Little of that work made it into the final report.
Business Week reported: “The staff researchers' presentation gave both the pros and cons, comparing factors that favor U.S. high-tech job growth with those that favor offshoring. The official version dispenses with most of the disadvantages. Instead it points to pro-offshoring studies done by McKinsey Global Institute and uncritically cites data from a lobbying group that represents the U.S. subsidiaries of foreign companies.”
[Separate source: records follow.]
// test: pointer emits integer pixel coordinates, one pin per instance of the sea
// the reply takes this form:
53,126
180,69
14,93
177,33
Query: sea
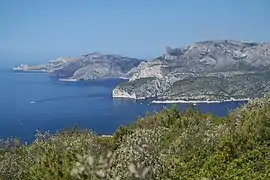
35,101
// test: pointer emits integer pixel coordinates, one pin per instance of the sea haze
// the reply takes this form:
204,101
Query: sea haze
31,101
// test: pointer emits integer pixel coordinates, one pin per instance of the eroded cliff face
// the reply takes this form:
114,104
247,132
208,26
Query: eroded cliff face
205,70
97,65
89,66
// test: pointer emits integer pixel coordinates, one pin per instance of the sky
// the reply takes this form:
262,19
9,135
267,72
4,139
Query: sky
37,31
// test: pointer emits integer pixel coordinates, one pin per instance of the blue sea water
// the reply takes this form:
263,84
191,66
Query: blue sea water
59,105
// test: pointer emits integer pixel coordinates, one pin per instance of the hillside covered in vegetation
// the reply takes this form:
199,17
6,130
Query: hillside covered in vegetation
165,145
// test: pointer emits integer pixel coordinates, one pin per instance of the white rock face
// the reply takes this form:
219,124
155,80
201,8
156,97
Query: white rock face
207,69
119,93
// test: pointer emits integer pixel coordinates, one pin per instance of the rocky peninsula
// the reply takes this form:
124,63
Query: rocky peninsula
203,71
87,67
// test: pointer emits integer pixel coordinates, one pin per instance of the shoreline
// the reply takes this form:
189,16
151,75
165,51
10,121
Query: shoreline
197,102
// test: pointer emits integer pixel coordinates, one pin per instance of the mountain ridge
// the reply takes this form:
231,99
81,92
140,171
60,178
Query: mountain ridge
212,61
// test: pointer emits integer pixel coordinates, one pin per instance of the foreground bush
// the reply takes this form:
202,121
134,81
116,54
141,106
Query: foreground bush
165,145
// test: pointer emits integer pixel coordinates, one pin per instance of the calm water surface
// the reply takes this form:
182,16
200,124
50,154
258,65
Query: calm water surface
61,105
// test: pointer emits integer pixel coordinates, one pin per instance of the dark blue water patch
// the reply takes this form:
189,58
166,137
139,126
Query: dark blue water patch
56,105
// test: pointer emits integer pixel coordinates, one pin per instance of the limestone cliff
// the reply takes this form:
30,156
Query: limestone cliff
204,70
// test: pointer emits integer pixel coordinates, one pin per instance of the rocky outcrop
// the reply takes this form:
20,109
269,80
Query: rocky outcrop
49,67
89,66
97,65
205,70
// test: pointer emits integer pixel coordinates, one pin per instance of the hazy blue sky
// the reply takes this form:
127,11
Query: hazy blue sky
40,30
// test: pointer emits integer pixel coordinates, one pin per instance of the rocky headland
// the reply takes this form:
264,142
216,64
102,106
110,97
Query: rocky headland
87,67
204,71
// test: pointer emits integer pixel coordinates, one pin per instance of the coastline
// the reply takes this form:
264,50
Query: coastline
68,80
197,102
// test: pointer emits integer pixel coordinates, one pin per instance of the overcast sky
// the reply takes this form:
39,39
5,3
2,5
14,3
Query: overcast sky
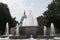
17,7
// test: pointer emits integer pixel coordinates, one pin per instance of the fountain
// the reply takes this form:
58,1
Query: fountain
52,32
17,30
44,30
7,29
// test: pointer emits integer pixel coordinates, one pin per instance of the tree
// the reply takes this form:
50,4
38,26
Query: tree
52,14
5,17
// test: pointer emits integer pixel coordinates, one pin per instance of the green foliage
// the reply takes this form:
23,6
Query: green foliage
51,15
41,20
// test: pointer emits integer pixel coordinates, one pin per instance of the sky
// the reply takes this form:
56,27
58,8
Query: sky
17,7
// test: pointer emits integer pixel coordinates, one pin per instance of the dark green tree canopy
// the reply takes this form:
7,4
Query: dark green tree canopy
51,15
5,17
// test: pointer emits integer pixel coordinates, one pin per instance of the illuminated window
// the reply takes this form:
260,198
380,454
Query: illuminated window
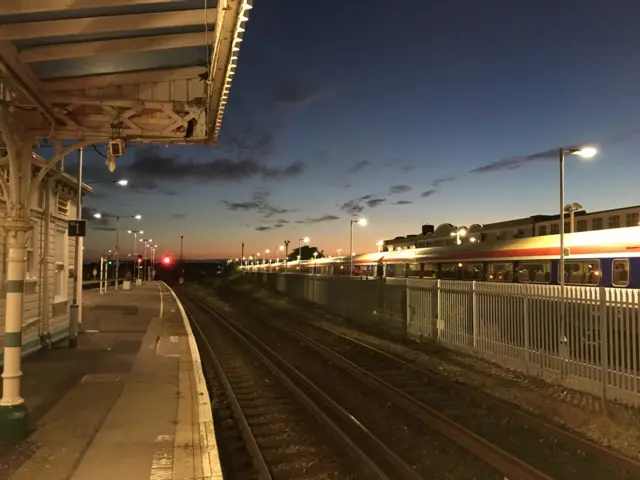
500,272
534,272
581,226
614,221
583,272
596,223
620,272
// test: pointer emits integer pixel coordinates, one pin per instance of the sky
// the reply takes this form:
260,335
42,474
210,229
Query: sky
430,113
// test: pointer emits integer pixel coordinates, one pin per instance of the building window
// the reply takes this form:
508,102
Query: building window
614,221
581,226
620,272
596,223
33,248
63,206
61,257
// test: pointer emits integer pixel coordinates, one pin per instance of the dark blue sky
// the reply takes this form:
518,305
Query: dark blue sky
336,102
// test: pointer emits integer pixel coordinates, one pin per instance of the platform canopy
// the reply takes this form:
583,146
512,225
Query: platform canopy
142,70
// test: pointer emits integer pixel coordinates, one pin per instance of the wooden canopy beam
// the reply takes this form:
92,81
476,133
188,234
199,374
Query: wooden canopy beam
101,47
18,7
114,23
117,79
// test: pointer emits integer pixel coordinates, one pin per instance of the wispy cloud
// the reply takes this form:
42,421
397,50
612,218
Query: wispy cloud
359,166
515,162
358,205
325,218
260,203
397,189
442,181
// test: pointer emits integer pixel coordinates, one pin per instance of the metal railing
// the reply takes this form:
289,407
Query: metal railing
587,339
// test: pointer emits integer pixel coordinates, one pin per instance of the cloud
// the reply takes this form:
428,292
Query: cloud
358,205
441,181
290,95
396,189
405,167
260,203
375,202
324,218
152,165
104,229
88,214
428,193
515,162
359,166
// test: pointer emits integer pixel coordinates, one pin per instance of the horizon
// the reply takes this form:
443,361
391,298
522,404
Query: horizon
463,129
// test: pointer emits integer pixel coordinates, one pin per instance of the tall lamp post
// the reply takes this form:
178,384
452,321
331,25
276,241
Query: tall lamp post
362,222
117,252
586,152
135,245
459,233
300,240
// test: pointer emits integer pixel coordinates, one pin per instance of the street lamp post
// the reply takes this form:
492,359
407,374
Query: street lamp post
362,222
135,259
460,232
117,252
300,240
286,254
586,152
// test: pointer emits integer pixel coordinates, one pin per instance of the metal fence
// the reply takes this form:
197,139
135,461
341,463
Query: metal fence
585,338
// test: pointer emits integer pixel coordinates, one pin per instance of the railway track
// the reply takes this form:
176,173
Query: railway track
511,440
262,421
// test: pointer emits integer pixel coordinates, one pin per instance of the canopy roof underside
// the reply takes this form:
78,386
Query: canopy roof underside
141,70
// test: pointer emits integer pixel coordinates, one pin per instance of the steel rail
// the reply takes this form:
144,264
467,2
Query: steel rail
506,463
354,450
257,459
606,454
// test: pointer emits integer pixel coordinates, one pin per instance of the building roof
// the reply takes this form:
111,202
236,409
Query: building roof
147,70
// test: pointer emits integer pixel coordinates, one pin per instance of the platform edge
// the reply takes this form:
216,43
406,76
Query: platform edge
211,468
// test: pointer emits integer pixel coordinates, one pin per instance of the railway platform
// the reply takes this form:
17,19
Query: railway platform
129,403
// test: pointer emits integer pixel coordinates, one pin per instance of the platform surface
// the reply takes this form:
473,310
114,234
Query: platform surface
129,403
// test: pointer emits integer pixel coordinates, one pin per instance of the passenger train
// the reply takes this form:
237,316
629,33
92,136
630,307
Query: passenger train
609,258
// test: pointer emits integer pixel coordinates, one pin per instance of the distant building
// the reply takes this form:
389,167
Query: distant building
537,225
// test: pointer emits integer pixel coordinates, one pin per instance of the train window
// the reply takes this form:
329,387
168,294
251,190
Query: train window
534,272
393,270
449,271
582,272
620,275
500,272
429,270
413,270
472,271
But the story of this report -- in which it appears that the administration defied, for possible electoral advantage, a deadline of June 2004 directed by Congress in agreeing to appropriate money for the study and then, when later pressed, released a final version of the study that supported the administration's position, often using data from sources with an interest in the report's findings while removing unfavorable analysis produced by the department's staff -- has garnered almost no media attention, even though such skewing of government reports to support Bush administration policies is not an isolated incident. A Media Matters for America search of the Nexis news database* and The Wall Street Journal** revealed only a single television report -- the October 14 edition of CNN's Lou Dobbs Tonight -- and only scant print coverage. Aside from the reports in MTN and Business Week, the only other news reports Media Matters found were an October 10 Cox News Service report by Atlanta Journal-Constitution reporter Tom Walker, reprinted in the October 11 edition of the Atlanta Journal-Constitution, and an October 13 San Jose Mercury News editorial, also reprinted in the October 15 Wilkes-Barre Times Leader.